Murder and mayhem have long been integral to opera, but no other work in the form brings those two ingredients together quite like Kevin Puts’ “Elizabeth Cree.” “It’s a thriller with a twist, which is not exactly the first kind of material you think of for an opera,” said director David Schweizer.
In this multi-layered story set in the sometimes menacing world of Victorian London, a serial killer dubbed the “The Limehouse Golem” is on the loose as noted music-hall singer Elizabeth Cree (mezzo-soprano Katherine Pracht) stands trial for killing her husband, John (baritone Christopher Burchett).
When: 7:30 p.m. Feb. 10 and Feb. 16; 3 p.m. Feb. 18
Where: Chicago Opera Theater at Studebaker Theater, 410 S. Michigan
Chicago Opera Theater will present the second staging of this chamber opera, which premiered at Opera Philadelphia in September to considerable acclaim. Performances are set for Feb. 10, 16 and 18 in the 691-seat Studebaker Theater.
Schweizer, who helped secure the rights to the novel on which the opera is based, directed the premiere and is overseeing this version as well. Because this is a co-production, it features the same scenery seen in Philadelphia: an open Victorian box, inspired in part by 19th-century English music halls, into which an ever-changing series of set pieces are inserted and removed.
The big change is the cast of 13 singers, which is almost entirely different. “It’s an interesting challenge, because it’s the same production,” the director said. “Part of rehearsing a new cast is that you have to let them breathe in it. The performances will only have life in you allow them to invest in their own ways.”

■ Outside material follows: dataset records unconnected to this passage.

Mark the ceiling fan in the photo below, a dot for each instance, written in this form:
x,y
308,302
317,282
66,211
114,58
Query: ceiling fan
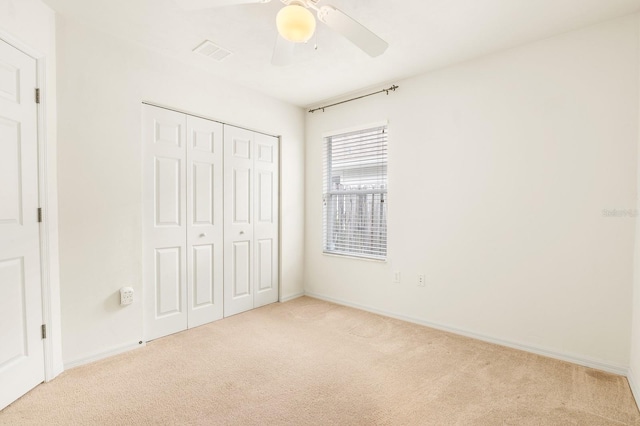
x,y
296,24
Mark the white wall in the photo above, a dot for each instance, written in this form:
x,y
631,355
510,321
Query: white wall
x,y
499,171
634,367
102,82
30,25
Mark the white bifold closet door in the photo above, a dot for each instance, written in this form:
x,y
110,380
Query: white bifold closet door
x,y
251,214
183,225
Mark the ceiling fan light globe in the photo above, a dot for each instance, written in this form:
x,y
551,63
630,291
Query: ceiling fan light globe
x,y
295,23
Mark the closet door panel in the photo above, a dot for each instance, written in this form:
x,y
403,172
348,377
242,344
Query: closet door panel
x,y
238,214
204,224
266,171
164,225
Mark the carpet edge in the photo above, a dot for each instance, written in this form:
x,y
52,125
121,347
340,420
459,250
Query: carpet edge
x,y
549,353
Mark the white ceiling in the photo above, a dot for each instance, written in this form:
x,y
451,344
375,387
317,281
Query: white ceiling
x,y
423,35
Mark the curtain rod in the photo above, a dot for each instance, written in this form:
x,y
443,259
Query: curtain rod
x,y
390,89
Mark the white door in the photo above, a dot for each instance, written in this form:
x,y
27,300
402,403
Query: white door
x,y
251,197
265,227
21,348
164,221
238,220
205,225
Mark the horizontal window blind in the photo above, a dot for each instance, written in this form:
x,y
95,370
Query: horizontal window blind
x,y
355,193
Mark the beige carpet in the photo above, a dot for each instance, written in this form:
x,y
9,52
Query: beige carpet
x,y
308,362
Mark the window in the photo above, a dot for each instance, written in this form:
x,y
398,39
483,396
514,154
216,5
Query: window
x,y
355,193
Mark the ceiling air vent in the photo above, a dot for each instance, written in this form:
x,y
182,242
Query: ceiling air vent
x,y
211,50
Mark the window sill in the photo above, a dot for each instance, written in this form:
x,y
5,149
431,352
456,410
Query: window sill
x,y
354,257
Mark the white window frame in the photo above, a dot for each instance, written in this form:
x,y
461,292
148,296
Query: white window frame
x,y
326,231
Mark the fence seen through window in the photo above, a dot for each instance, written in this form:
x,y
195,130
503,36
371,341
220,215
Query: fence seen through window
x,y
355,193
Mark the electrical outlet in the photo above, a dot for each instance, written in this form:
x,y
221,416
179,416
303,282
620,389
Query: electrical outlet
x,y
421,281
126,296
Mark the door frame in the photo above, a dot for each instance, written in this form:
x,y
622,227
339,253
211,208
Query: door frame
x,y
52,345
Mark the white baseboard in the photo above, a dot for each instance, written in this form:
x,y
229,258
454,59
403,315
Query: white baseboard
x,y
289,298
633,384
101,355
574,359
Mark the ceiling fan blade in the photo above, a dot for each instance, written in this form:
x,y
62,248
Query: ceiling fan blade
x,y
209,4
282,52
354,31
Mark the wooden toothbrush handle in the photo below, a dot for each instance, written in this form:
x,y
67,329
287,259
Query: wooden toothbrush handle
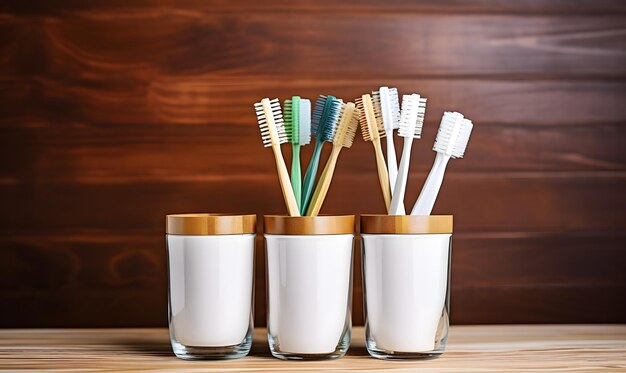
x,y
296,173
383,176
397,197
324,183
285,184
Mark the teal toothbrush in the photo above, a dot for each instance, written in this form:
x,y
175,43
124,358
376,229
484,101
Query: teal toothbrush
x,y
298,128
324,123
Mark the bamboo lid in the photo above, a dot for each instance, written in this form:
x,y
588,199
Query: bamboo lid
x,y
406,224
210,224
308,225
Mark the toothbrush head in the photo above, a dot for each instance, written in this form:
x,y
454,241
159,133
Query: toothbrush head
x,y
453,135
270,120
371,124
412,117
292,119
386,105
305,121
348,123
325,117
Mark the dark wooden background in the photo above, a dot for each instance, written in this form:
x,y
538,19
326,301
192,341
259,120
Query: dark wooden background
x,y
115,113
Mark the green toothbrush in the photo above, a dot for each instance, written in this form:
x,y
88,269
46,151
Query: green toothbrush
x,y
325,118
298,128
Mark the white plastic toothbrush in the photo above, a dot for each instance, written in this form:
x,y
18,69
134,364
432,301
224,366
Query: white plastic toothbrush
x,y
386,104
452,137
270,119
411,122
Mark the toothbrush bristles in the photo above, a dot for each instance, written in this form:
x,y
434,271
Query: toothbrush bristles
x,y
269,137
325,117
412,116
305,121
288,119
371,127
453,135
391,102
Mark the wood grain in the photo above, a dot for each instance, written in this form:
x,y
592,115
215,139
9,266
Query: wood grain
x,y
521,348
100,277
115,113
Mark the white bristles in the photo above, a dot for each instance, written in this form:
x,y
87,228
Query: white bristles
x,y
288,120
347,125
371,122
412,117
271,123
386,105
305,121
316,116
453,135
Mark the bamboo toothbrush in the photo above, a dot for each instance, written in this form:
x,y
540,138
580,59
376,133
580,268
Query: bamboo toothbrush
x,y
386,102
373,130
324,123
411,122
298,130
273,134
452,138
344,136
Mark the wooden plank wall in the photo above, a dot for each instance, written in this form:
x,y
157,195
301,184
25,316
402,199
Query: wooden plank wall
x,y
115,113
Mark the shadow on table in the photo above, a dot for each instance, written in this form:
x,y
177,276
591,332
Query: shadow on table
x,y
260,348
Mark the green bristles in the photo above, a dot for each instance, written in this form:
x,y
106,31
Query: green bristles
x,y
292,119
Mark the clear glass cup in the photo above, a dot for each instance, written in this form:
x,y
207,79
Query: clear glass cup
x,y
211,282
406,283
309,285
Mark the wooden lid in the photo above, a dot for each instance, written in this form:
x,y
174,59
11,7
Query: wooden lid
x,y
406,224
308,225
210,224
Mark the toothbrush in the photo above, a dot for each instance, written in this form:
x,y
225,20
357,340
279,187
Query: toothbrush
x,y
386,102
344,137
373,130
324,123
273,134
298,130
411,122
452,138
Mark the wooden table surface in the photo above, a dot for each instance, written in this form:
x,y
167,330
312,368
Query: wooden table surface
x,y
506,348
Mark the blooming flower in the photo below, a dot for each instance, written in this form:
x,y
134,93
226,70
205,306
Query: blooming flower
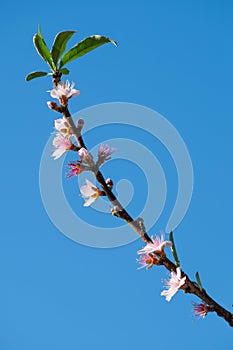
x,y
64,91
147,260
52,105
85,156
174,284
75,168
158,244
104,154
200,310
90,193
61,144
61,125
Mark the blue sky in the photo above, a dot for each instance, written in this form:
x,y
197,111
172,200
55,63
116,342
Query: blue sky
x,y
174,57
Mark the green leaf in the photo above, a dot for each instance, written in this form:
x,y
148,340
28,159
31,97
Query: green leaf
x,y
43,51
84,47
59,44
34,75
64,71
174,252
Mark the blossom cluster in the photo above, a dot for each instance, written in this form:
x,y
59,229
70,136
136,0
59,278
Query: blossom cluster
x,y
150,255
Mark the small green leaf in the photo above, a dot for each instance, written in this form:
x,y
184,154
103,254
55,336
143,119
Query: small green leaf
x,y
84,47
198,281
174,252
64,71
43,51
59,44
34,75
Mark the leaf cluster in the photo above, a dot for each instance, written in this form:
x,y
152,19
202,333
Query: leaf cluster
x,y
56,58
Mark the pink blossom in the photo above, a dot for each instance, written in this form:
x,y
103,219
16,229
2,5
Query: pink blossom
x,y
174,284
158,244
61,125
200,310
61,144
75,168
146,261
52,105
85,156
90,193
64,91
104,154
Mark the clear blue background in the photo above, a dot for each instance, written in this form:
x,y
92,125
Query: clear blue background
x,y
175,57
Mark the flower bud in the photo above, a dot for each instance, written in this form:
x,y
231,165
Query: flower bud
x,y
109,183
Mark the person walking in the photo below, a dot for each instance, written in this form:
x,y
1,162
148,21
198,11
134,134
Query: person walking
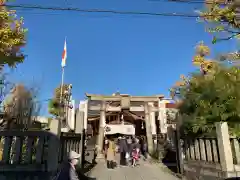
x,y
111,154
68,172
144,148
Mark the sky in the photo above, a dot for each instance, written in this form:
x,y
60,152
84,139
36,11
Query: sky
x,y
132,54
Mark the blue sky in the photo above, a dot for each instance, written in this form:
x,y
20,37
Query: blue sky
x,y
138,55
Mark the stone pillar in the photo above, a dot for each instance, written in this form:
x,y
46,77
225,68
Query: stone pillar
x,y
54,140
162,117
153,120
224,146
79,129
148,129
102,124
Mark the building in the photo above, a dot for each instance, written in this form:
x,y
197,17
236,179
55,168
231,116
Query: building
x,y
126,114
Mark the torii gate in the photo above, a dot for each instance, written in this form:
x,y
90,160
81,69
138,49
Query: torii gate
x,y
149,106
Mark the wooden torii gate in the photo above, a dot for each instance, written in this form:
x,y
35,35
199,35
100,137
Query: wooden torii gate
x,y
148,105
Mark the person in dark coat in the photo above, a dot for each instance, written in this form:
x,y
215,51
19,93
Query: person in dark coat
x,y
122,149
68,171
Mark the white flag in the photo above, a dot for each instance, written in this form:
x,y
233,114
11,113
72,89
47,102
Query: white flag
x,y
64,54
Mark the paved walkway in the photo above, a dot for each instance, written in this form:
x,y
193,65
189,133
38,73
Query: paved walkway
x,y
145,171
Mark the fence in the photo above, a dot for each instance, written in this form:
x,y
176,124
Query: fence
x,y
37,154
27,154
212,158
69,141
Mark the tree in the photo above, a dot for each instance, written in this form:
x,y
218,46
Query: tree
x,y
55,106
223,20
12,37
209,97
20,107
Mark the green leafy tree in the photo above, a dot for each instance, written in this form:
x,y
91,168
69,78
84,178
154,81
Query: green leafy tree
x,y
206,98
20,106
12,37
56,104
223,21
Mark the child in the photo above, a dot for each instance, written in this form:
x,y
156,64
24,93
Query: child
x,y
135,156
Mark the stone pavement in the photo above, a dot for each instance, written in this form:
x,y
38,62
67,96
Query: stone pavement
x,y
145,171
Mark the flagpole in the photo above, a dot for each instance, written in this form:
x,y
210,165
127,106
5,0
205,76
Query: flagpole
x,y
62,81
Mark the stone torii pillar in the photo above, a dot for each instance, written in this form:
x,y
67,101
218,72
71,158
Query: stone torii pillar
x,y
153,119
102,123
148,129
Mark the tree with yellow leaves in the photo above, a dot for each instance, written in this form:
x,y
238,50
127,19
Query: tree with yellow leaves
x,y
223,20
209,96
55,106
12,37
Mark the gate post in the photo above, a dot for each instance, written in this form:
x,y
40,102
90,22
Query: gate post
x,y
79,128
224,146
54,145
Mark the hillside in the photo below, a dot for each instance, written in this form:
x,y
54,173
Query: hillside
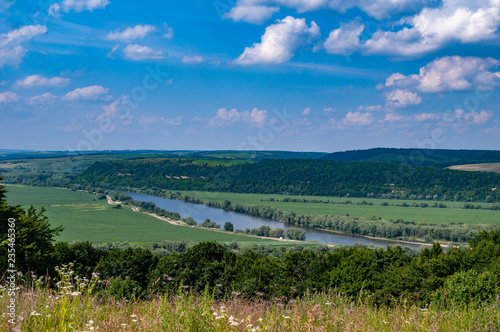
x,y
299,177
418,157
489,167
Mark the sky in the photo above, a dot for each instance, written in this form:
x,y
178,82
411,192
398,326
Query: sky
x,y
310,75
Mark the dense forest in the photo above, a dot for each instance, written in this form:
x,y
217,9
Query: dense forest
x,y
418,157
299,177
456,277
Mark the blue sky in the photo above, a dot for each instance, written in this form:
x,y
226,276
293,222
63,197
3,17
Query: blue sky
x,y
317,75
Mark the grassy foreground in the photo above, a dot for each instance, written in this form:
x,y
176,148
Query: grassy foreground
x,y
73,307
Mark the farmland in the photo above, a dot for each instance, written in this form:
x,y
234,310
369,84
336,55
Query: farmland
x,y
453,213
85,218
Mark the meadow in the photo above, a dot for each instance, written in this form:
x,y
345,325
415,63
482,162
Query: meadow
x,y
73,307
85,218
453,213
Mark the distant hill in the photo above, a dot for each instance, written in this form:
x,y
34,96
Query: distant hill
x,y
221,154
418,157
297,177
490,167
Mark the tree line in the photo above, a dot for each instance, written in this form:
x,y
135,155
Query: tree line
x,y
300,177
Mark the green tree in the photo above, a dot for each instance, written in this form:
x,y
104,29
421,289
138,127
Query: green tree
x,y
229,227
33,240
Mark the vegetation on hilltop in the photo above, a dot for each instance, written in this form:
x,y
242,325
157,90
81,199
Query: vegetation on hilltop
x,y
299,177
418,157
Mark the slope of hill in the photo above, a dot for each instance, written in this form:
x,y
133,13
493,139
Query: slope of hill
x,y
299,177
418,157
490,167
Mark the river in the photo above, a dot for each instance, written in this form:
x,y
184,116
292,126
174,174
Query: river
x,y
200,212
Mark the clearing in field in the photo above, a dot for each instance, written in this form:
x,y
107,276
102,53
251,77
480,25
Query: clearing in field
x,y
453,213
85,218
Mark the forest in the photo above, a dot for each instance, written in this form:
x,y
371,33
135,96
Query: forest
x,y
299,177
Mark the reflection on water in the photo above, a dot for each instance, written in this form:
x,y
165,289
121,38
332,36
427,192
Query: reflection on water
x,y
200,212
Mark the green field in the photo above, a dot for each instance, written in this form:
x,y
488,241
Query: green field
x,y
454,213
86,218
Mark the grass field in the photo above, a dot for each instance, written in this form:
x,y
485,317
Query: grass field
x,y
454,213
490,167
85,218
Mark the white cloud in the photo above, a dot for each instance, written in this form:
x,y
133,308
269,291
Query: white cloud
x,y
138,52
137,32
344,40
113,50
153,119
280,41
433,28
371,108
93,92
353,119
192,59
45,99
168,31
257,117
251,14
77,6
375,8
306,111
357,119
5,4
381,9
11,51
427,117
402,98
226,117
451,73
39,81
8,97
478,118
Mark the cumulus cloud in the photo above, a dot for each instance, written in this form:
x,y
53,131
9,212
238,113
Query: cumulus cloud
x,y
450,73
280,42
402,98
251,14
306,111
39,81
11,51
375,8
433,28
371,108
353,119
93,92
344,40
138,52
393,117
43,99
226,117
137,32
8,97
168,31
76,5
153,119
473,116
192,59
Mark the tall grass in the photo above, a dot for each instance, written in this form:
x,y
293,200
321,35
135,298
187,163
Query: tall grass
x,y
73,305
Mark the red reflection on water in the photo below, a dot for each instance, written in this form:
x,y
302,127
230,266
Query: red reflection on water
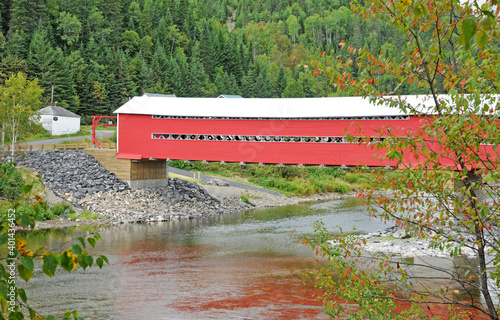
x,y
276,298
197,282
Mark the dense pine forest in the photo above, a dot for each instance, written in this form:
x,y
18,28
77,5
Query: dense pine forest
x,y
99,53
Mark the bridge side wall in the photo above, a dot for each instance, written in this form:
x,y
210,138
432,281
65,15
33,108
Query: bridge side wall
x,y
135,140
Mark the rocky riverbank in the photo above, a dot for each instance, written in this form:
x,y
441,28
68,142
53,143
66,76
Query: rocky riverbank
x,y
78,178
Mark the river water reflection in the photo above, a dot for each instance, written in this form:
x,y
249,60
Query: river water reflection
x,y
244,266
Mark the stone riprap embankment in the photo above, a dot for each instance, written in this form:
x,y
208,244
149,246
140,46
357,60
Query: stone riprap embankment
x,y
78,178
71,171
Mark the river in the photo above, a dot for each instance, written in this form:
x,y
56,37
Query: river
x,y
243,266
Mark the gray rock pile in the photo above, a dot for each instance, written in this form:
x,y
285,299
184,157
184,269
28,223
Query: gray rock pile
x,y
71,171
78,178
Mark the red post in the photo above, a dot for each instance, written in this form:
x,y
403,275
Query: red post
x,y
95,122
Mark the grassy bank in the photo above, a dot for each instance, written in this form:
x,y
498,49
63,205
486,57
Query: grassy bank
x,y
290,180
12,181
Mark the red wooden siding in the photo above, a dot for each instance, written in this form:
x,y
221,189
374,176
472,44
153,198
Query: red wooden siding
x,y
135,138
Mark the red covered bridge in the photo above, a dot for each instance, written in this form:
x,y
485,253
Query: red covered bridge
x,y
308,131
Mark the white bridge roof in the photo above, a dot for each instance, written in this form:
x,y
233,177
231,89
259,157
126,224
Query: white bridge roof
x,y
264,107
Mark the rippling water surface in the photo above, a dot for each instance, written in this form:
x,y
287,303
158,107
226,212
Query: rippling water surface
x,y
245,266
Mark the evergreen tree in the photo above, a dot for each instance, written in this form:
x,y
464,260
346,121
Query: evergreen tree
x,y
12,65
281,82
293,90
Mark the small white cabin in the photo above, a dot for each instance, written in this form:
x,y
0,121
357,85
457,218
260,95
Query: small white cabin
x,y
58,121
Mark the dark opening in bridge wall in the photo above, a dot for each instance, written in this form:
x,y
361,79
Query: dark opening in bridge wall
x,y
287,139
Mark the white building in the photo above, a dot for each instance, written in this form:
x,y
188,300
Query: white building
x,y
57,120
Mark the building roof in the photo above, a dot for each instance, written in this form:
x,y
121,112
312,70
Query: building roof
x,y
57,111
263,107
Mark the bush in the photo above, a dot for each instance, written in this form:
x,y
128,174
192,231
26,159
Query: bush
x,y
11,181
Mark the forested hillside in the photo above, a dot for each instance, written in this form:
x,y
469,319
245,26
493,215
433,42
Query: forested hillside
x,y
99,53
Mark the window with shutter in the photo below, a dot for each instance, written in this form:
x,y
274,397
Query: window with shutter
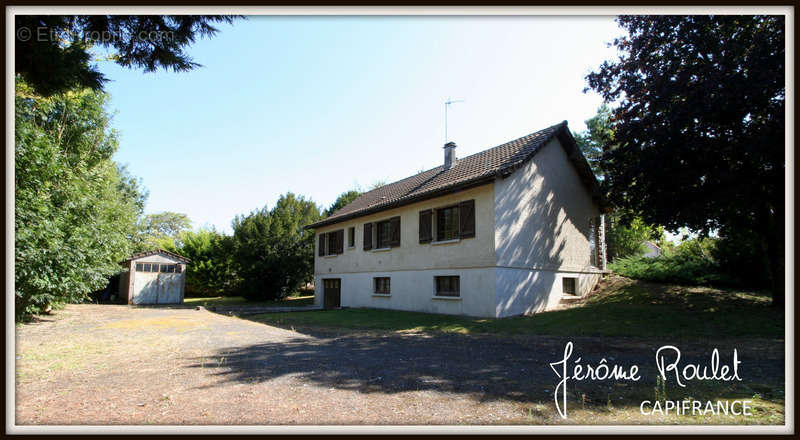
x,y
332,248
447,223
425,226
467,218
394,226
367,236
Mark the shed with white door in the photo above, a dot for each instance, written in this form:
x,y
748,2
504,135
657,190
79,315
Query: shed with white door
x,y
154,277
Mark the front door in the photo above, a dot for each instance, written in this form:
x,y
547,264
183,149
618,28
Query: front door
x,y
332,292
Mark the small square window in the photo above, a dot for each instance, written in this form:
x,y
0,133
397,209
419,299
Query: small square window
x,y
448,286
383,285
568,285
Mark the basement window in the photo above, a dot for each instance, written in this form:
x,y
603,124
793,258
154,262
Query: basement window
x,y
568,286
383,285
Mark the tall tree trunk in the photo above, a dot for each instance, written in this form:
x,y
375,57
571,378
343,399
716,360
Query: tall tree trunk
x,y
772,233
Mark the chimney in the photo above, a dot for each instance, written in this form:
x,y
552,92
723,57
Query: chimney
x,y
450,155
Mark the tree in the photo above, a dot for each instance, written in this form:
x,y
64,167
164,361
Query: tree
x,y
211,270
699,125
75,209
341,201
273,254
52,52
155,228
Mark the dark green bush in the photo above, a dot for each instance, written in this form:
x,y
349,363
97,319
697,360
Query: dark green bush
x,y
679,268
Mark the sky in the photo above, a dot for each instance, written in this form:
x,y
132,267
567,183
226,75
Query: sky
x,y
321,105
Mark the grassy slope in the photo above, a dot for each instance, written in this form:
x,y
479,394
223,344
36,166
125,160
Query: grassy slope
x,y
623,308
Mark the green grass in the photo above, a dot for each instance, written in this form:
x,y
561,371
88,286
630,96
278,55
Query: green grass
x,y
290,301
626,308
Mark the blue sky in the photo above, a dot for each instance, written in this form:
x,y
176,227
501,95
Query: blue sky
x,y
319,105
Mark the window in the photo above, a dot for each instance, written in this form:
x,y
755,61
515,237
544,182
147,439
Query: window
x,y
382,285
447,286
568,285
384,234
331,243
447,223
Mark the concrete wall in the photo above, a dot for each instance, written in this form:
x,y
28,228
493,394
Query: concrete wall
x,y
414,291
542,217
156,287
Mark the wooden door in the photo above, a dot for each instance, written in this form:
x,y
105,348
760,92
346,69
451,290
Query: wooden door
x,y
332,292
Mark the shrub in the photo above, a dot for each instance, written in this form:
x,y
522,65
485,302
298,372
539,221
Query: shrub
x,y
679,268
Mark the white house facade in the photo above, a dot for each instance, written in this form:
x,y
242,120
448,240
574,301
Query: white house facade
x,y
511,230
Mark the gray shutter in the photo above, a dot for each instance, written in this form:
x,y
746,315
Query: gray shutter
x,y
367,236
467,218
394,229
425,226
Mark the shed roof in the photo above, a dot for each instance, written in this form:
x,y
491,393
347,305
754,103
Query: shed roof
x,y
158,251
478,169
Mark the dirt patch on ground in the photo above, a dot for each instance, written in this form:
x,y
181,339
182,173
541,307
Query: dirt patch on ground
x,y
107,364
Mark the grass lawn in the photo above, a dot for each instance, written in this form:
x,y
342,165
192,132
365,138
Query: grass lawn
x,y
624,308
289,301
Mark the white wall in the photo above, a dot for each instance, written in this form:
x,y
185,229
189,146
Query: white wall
x,y
525,291
542,217
414,291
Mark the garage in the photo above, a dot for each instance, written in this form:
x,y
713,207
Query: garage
x,y
154,277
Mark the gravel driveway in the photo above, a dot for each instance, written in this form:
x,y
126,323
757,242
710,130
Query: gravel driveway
x,y
106,364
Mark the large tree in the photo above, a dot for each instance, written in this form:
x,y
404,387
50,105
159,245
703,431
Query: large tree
x,y
699,126
273,254
52,52
75,209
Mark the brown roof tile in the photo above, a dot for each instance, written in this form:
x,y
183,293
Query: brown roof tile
x,y
477,169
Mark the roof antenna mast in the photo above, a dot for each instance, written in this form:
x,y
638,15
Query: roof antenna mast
x,y
447,104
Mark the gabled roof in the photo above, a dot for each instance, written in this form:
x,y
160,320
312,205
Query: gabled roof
x,y
477,169
158,251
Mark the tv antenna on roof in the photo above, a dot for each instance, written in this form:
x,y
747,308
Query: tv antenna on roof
x,y
447,104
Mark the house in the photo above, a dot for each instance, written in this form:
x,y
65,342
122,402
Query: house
x,y
510,230
154,277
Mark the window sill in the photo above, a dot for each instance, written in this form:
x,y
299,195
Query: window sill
x,y
455,240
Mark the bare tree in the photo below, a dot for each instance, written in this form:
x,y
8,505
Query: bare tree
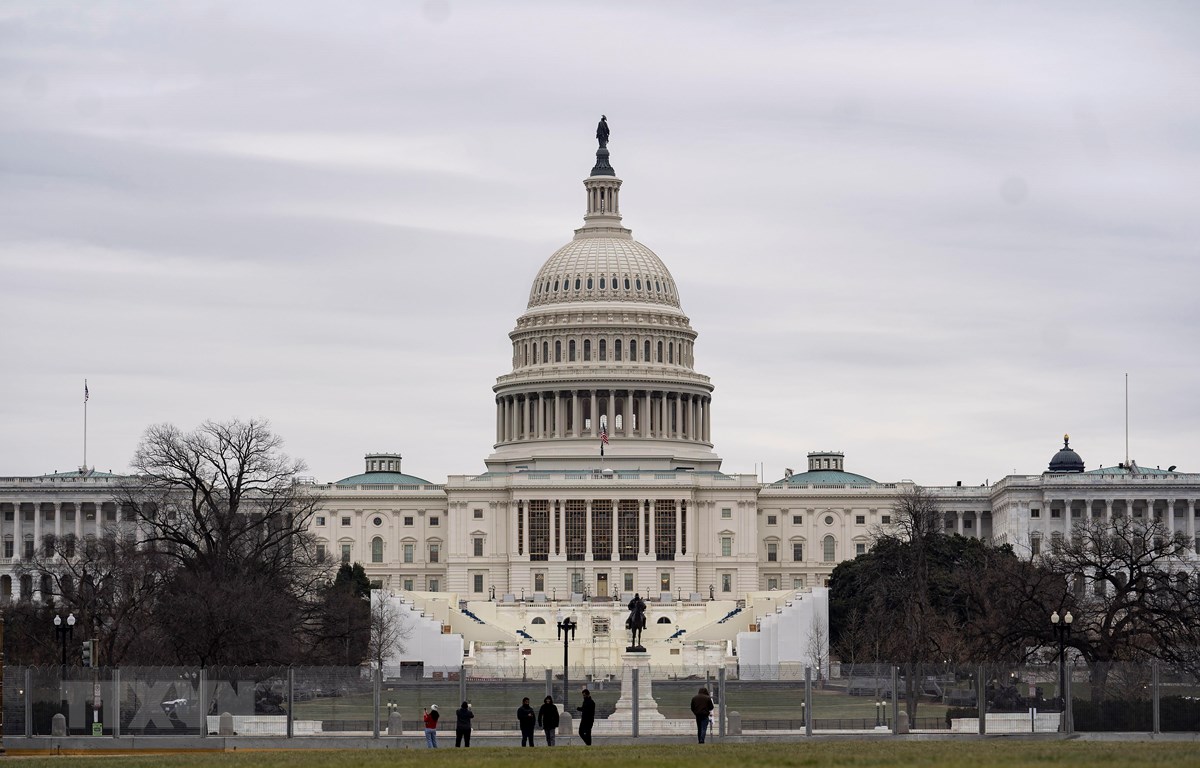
x,y
819,648
1132,597
390,629
225,510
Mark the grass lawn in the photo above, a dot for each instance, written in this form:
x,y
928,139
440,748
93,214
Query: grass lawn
x,y
850,753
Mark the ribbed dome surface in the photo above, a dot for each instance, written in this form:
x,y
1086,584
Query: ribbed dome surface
x,y
604,269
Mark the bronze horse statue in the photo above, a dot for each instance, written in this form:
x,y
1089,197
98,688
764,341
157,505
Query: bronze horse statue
x,y
636,621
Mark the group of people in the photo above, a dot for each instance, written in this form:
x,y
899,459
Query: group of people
x,y
547,719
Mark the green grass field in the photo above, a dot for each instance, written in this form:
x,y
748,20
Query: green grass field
x,y
847,753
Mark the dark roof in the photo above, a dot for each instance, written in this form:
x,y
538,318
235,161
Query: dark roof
x,y
382,478
826,477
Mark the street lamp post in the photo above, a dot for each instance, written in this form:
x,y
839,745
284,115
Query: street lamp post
x,y
567,633
64,630
1062,631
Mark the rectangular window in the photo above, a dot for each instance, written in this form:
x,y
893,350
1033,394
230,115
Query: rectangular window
x,y
627,528
664,529
601,529
539,529
576,529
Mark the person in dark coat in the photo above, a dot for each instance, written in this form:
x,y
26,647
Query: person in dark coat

Although a few colleagues had suggested that the lyrical and narrative qualities in Puts’ predominantly instrumental music would be well suited to opera, the transition to that theatrical realm can be daunting and he had no idea how where to begin.
Then Dale Johnson, artistic director of Minnesota Opera, called and suggested the now 46-year-old composer create an opera based on the 2005 film, “Joyeux Noël (Merry Christmas),” about a celebrated Christmas Eve cease-fire truce during World War I.
“It was a crazy idea,” Puts said. “It was going to be a huge opera with a big chorus written in five languages with a lot of characters and a big orchestra. And I said sure.”
Johnson suggested he team with veteran librettist Mark Campbell, who collaborated on five operatic premieres in 2017 alone, and the two hit it off immediately. Once the composer received Campbell’s text, he couldn’t work fast enough.
“Silent Night,” as the opera was titled, proved to be big success, earning Puts the 2012 Pulitzer Prize in music. It has since been staged a dozen more times and another production is scheduled this summer at the prestigious Glimmerglass Festival in Cooperstown, N.Y.
In 1995, Campbell read Peter Ackroyd’s novel, “The Trial of Elizabeth Cree,” and immediately began looking for a way to adapt it. So around 2013, when Opera Philadelphia wanted to commission a chamber opera by the duo, he suggested it for their third collaboration. Despite a few raised eyebrows over the sometimes sordid subject matter, everyone quickly bought into the idea.
“First of all, it’s a thriller,” Campbell said. “I don’t think this would quite work as a play, but the music really intensifies and brings in the passion and the darkness. I just thought it was a damned good story.”
Used to writing for the sonorities of a bigger orchestra, Puts was nervous about conceiving a score for just 16 musicians. But in the end, he found it exciting to make the most of the players he did have and create the illusion of grand-opera sound when necessary.
“Kevin is certainly a melodic and rather passionate composer,” Schweizer said. “All the attention that he got for ‘Silent Night’ had a lot to do with the fact that you could tell that this was a fresh voice, but he was unafraid of the passions and feelings that older-school operas evoked.”
The director’s main task is making sure the story is clear, because it consists of 29 short scenes and multiple settings that dovetail non-stop into each other as the opera propulsively unfolds over 90 minutes with no intermission.
“The big thing we worried over was whether so much story-telling would pull people in or just be confusing,” he said. “But the good news from the Philadelphia premiere is that there was no confusion. They got it.”
Kyle MacMillan is a local freelance writer.